According to the present disclosure, through the hybrid architecture that combines the analog backbone network with the attachable digital attention block, during learning, gradients from the digital attention block can assist in overcoming the non-ideal characteristics of the analog hardware, achieve up to a 13.1% improvement in CIFAR-10 image classification, and during inference, only the analog backbone network can be used to significantly reduce power consumption, and furthermore, by employing sparsity and warm-up strategies, the use of digital processing units (DPUs) can be minimized, thereby reducing the relative power up to about 70%.
Hereinafter, embodiments of the present disclosure will be described in detail with reference to the drawings. However, the detailed descriptions of functions or components that can obscure the gist of the present disclosure in the following descriptions and the accompanying drawings will be omitted. In addition, throughout the specification, when a certain portion “includes” a certain component, it means that the certain portion may further include the other component rather than precluding the other component unless specifically stated to the contrary.
In addition, terms such as “first,” “second,” and the like may be used to describe various components, but the components should not be limited by the terms. The terms may be used to distinguish one component from another component. For example, a first component may be referred to as a second component, and similarly, the second component may also be referred to as the first component without departing from the scope of the present disclosure.
The terms used in the present disclosure are only used to describe specific embodiments and are not intended to limit the present disclosure. The singular includes the plural unless the context clearly dictates otherwise. In the present application, it should be understood that the term “include” or “have” is intended to specify that a feature, a number, a step, an operation, a component, a part, or a combination thereof is present, but does not preclude the possibility of the presence or addition of one or more other features, numbers, steps, operations, components, parts, or combinations thereof in advance.

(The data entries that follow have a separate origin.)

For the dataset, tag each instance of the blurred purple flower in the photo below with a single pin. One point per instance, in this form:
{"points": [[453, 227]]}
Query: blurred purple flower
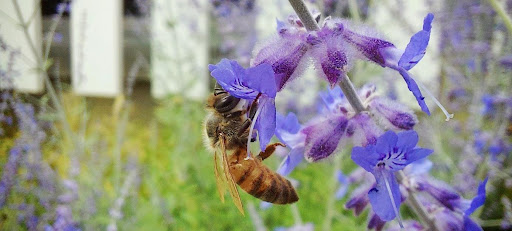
{"points": [[343, 181], [391, 153], [8, 174]]}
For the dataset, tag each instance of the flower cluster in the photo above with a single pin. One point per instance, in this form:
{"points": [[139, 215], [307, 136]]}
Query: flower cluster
{"points": [[337, 123], [384, 143], [335, 47]]}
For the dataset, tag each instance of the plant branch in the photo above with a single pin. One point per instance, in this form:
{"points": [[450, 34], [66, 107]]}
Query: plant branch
{"points": [[346, 85], [40, 66]]}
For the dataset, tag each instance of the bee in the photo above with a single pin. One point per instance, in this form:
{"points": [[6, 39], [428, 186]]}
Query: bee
{"points": [[226, 132]]}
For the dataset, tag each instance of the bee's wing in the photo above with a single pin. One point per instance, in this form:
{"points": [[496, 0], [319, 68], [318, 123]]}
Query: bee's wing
{"points": [[233, 190], [220, 178]]}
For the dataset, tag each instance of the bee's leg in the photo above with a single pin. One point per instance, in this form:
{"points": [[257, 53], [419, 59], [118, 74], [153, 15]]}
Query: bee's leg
{"points": [[269, 150], [248, 121]]}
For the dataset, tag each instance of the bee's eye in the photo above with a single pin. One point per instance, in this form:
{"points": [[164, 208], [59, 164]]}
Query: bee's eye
{"points": [[226, 103]]}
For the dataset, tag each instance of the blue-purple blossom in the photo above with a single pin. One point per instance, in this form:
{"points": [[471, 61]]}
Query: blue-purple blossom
{"points": [[392, 152], [244, 83], [459, 219], [248, 84], [337, 121], [344, 183]]}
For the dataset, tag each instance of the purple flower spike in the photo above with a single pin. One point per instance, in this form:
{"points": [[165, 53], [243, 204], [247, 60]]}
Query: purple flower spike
{"points": [[395, 115], [323, 137], [244, 83], [284, 54], [342, 190], [372, 48], [376, 223], [248, 84], [391, 153], [417, 46], [413, 87]]}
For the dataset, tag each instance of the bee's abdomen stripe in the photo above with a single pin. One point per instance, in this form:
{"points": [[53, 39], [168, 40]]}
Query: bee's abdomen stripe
{"points": [[284, 192], [262, 190], [256, 184], [246, 174], [274, 190]]}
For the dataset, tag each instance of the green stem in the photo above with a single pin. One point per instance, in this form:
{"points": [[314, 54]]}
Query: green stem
{"points": [[40, 66], [415, 204]]}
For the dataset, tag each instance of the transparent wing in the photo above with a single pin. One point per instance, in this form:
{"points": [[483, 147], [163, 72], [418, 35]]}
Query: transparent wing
{"points": [[220, 178], [233, 190]]}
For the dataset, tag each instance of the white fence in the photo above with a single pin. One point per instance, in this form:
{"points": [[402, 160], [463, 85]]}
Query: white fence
{"points": [[178, 38]]}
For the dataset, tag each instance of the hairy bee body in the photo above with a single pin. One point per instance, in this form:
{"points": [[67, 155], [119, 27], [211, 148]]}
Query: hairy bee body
{"points": [[227, 132], [258, 180]]}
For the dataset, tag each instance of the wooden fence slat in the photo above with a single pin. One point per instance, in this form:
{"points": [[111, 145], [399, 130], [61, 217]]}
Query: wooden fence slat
{"points": [[27, 78], [96, 47]]}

Unless otherwise defined, all terms including technical and scientific terms used herein have the same meanings as those commonly understood by those skilled in the art to which the present disclosure pertains. The terms defined in a generally used dictionary should be construed as having meanings that coincide with the meanings of the terms from the context of the related technology and are not construed as an ideal or excessively formal meaning unless clearly defined in the present disclosure.
The present disclosure is to solve problems caused when large-scale neural networks are implemented in analog in-memory computing (AIMC) systems. AIMC provides significant energy efficiency and parallel computing advantages for deep learning tasks, but non-ideal hardware characteristics, such as conductance update asymmetry, limited precision, and device-to-device variability, have hindered effective on-chip learning.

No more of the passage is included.